Oder auch: Bestelle ich immer für mich selbst? Sind Bestellungen von Medikamenten dadurch zugleich Gesundheitsdaten, die sich auf mich beziehen? Der Bundesgerichtshof (BGH) hat dem Europäischen Gerichtshof (EuGH) mit Beschluss vom 12.01.2023 hierzu eine Frage vorgelegt: Sind Arzneimittelbestelldaten auch dann Gesundheitsdaten, wenn aus den übermittelten Daten nicht hervorgeht, für wen ein Arzneimittel bestimmt ist? Das Verfahren ist für die Auslegung des Begriffs der Gesundheitsdaten in Art. 9 DSGVO praktisch hoch relevant und auch für sonstige Fälle, in denen Gesundheitsdaten zur Vertragserfüllung verarbeitet werden.
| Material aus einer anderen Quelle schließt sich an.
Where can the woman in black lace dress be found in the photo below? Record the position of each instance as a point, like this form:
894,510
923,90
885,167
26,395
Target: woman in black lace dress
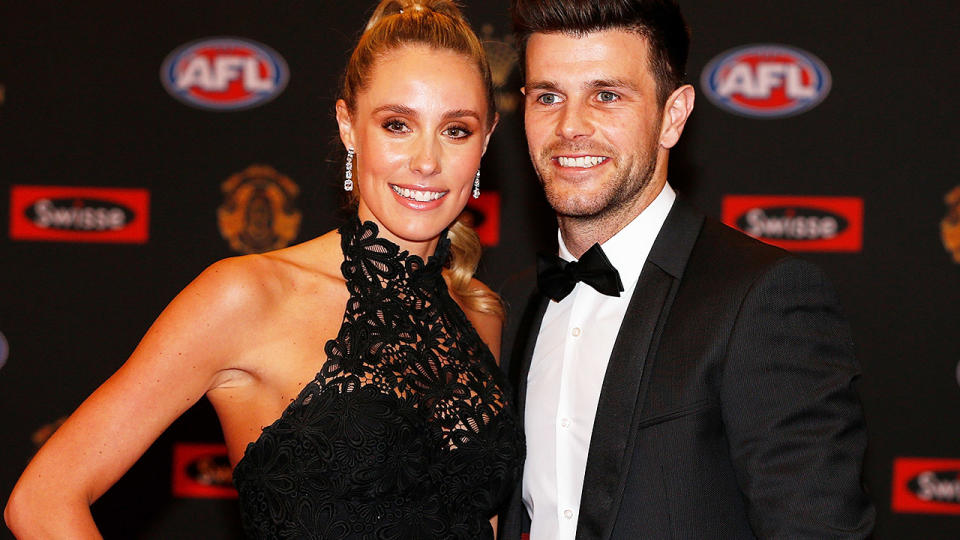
355,374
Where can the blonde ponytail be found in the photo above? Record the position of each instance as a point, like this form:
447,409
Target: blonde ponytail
465,250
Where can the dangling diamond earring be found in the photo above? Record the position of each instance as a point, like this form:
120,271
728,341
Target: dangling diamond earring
348,181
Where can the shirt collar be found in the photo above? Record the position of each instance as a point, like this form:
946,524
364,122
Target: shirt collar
628,249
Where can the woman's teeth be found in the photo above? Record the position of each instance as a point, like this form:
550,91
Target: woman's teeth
582,161
417,195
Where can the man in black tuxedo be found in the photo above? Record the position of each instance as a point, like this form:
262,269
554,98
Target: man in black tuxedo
677,379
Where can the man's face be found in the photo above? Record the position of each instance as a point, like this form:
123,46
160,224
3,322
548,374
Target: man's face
593,122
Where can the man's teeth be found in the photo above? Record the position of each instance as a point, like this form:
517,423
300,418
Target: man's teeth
582,161
417,195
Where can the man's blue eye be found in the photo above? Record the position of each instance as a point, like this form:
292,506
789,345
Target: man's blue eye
607,96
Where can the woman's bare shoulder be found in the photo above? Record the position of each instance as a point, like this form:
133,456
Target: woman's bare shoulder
253,283
487,325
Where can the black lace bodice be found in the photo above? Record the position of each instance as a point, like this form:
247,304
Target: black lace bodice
405,432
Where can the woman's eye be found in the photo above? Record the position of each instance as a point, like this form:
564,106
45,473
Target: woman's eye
548,99
607,96
458,132
396,126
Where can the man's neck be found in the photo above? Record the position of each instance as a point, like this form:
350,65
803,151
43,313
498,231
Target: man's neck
579,234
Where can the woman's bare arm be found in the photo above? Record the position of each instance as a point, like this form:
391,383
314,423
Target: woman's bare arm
181,356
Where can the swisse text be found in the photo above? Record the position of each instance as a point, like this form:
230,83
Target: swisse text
937,486
791,224
78,215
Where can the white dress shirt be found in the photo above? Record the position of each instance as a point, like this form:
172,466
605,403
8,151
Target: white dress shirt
563,386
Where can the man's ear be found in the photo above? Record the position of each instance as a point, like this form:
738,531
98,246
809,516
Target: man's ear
345,124
676,111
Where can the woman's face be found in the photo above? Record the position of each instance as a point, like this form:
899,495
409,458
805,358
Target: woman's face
419,130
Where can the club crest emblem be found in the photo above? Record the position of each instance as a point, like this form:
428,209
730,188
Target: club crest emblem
258,212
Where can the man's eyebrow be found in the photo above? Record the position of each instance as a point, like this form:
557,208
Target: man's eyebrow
598,84
542,85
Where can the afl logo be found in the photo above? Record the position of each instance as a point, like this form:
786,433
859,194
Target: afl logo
224,74
766,81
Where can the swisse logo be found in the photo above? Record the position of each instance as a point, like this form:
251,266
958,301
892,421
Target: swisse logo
75,214
792,223
766,81
202,471
224,74
926,485
78,214
798,223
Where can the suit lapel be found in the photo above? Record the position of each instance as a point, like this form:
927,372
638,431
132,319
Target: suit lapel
532,319
521,354
621,396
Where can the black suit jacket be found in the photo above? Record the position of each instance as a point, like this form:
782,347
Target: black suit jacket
727,409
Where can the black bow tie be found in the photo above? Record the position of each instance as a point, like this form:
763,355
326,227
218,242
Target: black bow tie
557,277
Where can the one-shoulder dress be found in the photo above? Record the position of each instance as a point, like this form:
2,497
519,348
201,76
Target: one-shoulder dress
407,429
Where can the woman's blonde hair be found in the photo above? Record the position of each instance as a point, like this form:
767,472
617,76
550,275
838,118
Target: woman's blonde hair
441,25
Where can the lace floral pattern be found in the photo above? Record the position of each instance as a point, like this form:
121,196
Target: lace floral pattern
406,430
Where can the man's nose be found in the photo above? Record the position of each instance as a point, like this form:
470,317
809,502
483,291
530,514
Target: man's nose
574,121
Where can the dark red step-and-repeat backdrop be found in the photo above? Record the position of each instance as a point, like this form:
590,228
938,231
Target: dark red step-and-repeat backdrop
140,143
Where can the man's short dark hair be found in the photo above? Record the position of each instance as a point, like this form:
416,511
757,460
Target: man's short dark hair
659,21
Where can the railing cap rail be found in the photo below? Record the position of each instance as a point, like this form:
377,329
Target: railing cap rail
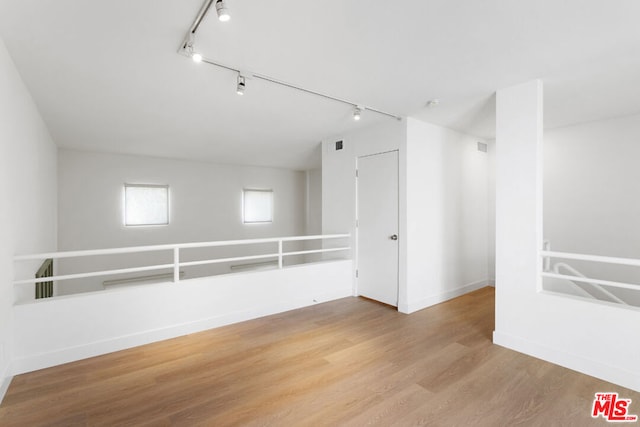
594,258
151,248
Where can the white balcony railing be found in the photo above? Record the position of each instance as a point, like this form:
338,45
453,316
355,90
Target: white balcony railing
577,277
177,264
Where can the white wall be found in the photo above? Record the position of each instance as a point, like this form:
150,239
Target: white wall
447,215
591,200
590,337
314,201
28,191
491,151
443,205
205,203
75,327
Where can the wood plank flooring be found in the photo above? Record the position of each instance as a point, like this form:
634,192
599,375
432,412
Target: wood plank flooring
350,362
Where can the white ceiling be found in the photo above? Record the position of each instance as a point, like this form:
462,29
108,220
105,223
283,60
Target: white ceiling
107,77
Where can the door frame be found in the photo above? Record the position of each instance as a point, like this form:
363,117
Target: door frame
357,227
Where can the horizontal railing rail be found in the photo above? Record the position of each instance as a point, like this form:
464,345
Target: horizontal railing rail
545,254
279,255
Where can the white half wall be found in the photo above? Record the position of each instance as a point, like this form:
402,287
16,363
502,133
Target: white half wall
205,205
65,329
28,192
589,337
446,215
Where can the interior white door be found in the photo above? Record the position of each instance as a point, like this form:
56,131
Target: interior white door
377,221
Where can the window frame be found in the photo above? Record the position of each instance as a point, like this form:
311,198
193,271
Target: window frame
257,190
124,210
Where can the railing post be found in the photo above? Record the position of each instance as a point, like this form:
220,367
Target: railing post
176,265
546,261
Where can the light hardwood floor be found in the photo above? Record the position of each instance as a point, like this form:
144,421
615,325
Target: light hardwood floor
349,362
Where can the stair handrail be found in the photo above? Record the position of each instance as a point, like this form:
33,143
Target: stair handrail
556,269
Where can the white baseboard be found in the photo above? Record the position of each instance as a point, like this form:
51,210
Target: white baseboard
6,381
72,354
574,362
441,297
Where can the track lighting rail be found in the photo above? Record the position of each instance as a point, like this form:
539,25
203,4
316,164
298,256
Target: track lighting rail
187,49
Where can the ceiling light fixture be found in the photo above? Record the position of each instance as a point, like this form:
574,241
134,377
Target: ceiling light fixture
357,112
223,12
241,85
433,103
187,49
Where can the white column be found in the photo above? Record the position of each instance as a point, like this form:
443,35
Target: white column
519,138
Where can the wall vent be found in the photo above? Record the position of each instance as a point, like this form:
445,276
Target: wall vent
45,289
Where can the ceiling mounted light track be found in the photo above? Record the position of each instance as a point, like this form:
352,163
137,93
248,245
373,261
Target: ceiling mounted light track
241,85
187,49
357,112
223,12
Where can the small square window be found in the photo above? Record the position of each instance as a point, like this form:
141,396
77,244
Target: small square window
257,206
146,204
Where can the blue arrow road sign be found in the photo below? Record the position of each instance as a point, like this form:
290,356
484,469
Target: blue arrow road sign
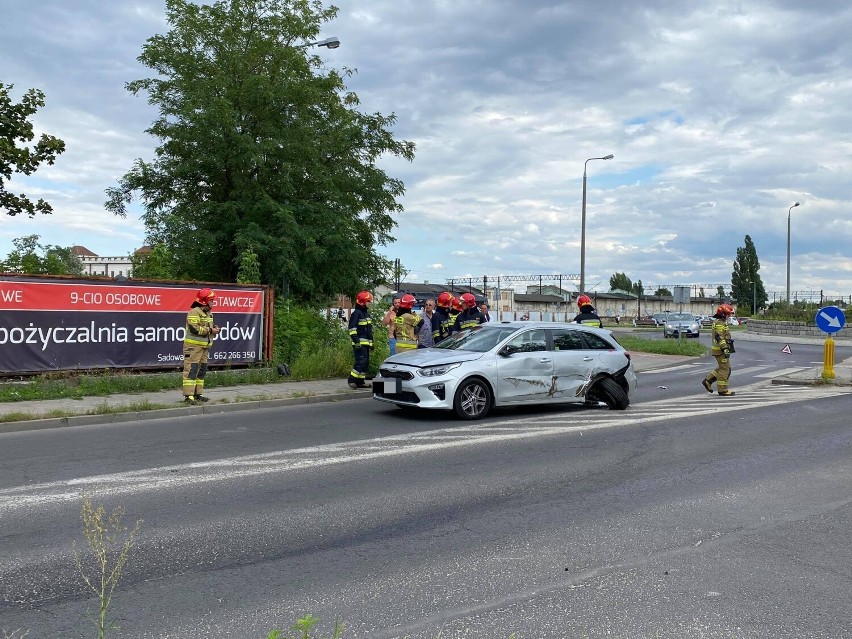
830,319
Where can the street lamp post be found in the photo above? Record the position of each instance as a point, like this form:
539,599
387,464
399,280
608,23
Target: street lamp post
795,204
331,43
583,226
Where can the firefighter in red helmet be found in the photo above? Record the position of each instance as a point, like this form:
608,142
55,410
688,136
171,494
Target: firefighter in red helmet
198,339
587,315
407,324
361,334
470,316
456,307
722,347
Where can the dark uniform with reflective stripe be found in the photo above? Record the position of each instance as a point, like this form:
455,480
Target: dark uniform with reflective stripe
441,324
196,348
589,318
361,333
721,350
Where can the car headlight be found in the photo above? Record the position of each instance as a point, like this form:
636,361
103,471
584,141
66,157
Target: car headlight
434,371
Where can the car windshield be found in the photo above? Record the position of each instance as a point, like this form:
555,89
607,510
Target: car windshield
478,339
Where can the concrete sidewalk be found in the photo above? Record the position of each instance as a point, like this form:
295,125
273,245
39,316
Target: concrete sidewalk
58,413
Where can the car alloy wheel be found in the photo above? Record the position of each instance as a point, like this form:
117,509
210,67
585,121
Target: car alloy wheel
473,399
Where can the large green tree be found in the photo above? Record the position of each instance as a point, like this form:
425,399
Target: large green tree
746,284
262,150
41,259
620,282
15,127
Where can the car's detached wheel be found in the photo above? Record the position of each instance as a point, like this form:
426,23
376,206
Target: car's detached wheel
610,393
472,400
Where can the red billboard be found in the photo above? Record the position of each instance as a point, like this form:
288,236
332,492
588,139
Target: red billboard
57,324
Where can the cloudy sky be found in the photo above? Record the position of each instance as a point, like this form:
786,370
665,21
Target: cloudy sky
720,115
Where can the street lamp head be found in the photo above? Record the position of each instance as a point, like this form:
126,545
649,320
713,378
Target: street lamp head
331,43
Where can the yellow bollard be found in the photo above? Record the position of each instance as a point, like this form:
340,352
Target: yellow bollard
828,359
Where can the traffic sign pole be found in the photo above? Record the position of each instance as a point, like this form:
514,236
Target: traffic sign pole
829,320
828,358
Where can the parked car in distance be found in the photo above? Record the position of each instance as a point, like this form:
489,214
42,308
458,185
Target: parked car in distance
510,364
660,318
678,324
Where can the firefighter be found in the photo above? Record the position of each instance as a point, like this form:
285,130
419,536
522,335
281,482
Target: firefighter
723,346
361,334
441,322
587,315
470,316
200,331
407,324
456,307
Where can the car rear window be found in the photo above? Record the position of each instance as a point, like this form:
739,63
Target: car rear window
596,342
567,340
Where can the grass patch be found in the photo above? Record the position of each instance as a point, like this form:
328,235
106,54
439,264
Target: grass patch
691,347
110,383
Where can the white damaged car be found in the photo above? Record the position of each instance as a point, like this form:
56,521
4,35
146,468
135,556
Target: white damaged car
510,364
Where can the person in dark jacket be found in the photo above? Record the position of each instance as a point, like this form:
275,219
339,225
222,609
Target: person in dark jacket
441,322
470,316
587,315
361,333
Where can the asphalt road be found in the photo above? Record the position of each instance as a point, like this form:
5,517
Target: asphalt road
688,515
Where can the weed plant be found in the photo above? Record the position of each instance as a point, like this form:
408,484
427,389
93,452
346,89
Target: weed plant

Dem Vorlagebeschluss (I ZR 223/19, veröffentlicht ist bislang nur die Pressemitteilung) lag die Klage eines Apothekers gegen einen anderen Apotheker zugrunde. Der Beklagte vertreibt sein Sortiment auch im Internet, wofür er eine Versandhandelserlaubnis hat, u.a. über den sog. Amazon Marketplace. Das angebotene Sortiment enthält dabei auch apothekenpflichtige Medikamente.
Der Kläger sah den Vertrieb apothekenpflichtiger, jedoch nicht verschreibungspflichtiger Medikamente über Amazon durch den Beklagten als wettbewerblich unlauter an. Er ging von einem Rechtsbruch aus, da die notwendige datenschutzrechtliche Erlaubnis nicht vorläge. Im Kern ist dafür entscheidend, ob die in Rede stehenden Daten besonders sensitive Daten i.S.d. Art. 9 DSGVO (Gesundheitsdaten) darstellen oder aber nur „normale“ personenbezogene Daten, deren Verarbeitungserlaubnis aus Art. 6 DSGVO folgen kann.
Das OLG Naumburg vertrat in der Berufungsinstanz die Auffassung, dass es sich bei den erfassten Bestelldaten um Gesundheitsdaten i.S.v. Art. 9 Abs. 1 DSGVO handle. Aus den Bestelldaten könnten Rückschlüsse auf die Gesundheit des Bestellers gezogen werden.
Der in der Revisionsinstanz eingeschaltete BGH geht davon aus, dass der Erfolg der Revision von der Auslegung insb. des Art. 9 DSGVO abhängt.
Konkret fragt der BGH den EuGH u.a., „ob es sich bei den Daten, die Kunden des Beklagten bei der Bestellung von zwar apothekenpflichtigen, nicht aber verschreibungspflichtigen Medikamenten auf der Verkaufsplattform einzugeben haben (Name des Kunden, Lieferadresse und für die Individualisierung des bestellten apothekenpflichtigen Medikaments notwendige Informationen), um Gesundheitsdaten im Sinne von Art. 9 Abs. 1 DSGVO sowie Daten über Gesundheit im Sinne von Art. 8 Abs. 1 DSRL handelt“ (Vorlagefrage 2).
Zweifel ergeben sich hier, da es nicht um verschreibungspflichtige Medikamente geht. Dementsprechend könne man aus der Bestellung selbst, so der BGH, nicht ersehen, wem dieses Medikament verschrieben worden sei und wer es demnach einnehmen solle bzw. wolle. Es sei nicht ausgeschlossen, dass der Besteller das Medikament nicht für sich selbst kaufe, sondern für einen Dritten. Ob diese Daten des Bestellers dann Gesundheitsdaten darstellen würden, obwohl nicht mit Sicherheit davon auszugehen ist, dass die durch die Bestelldaten identifizierte oder identifizierbare natürliche Person auch das bestellte Medikament einnehmen wird, hält der BGH für fraglich. Dafür spräche allerdings, dass der EuGH den Begriff der besonderen Kategorien personenbezogener Daten im Sinne von Art. 9 DSGVO in seiner Rechtsprechung sehr weit auslege.
Die ausstehende Entscheidung des EuGH hierzu ist höchst praxisrelevant: Reicht für die Qualifikation als besonders sensitive Daten schon die Möglichkeit, dass die Informationen etwas über den Gesundheitszustand der betroffenen Person aussagen? Wird dies bejaht, erweitert sich der Anwendungsbereich des Art. 9 DSGVO weiter.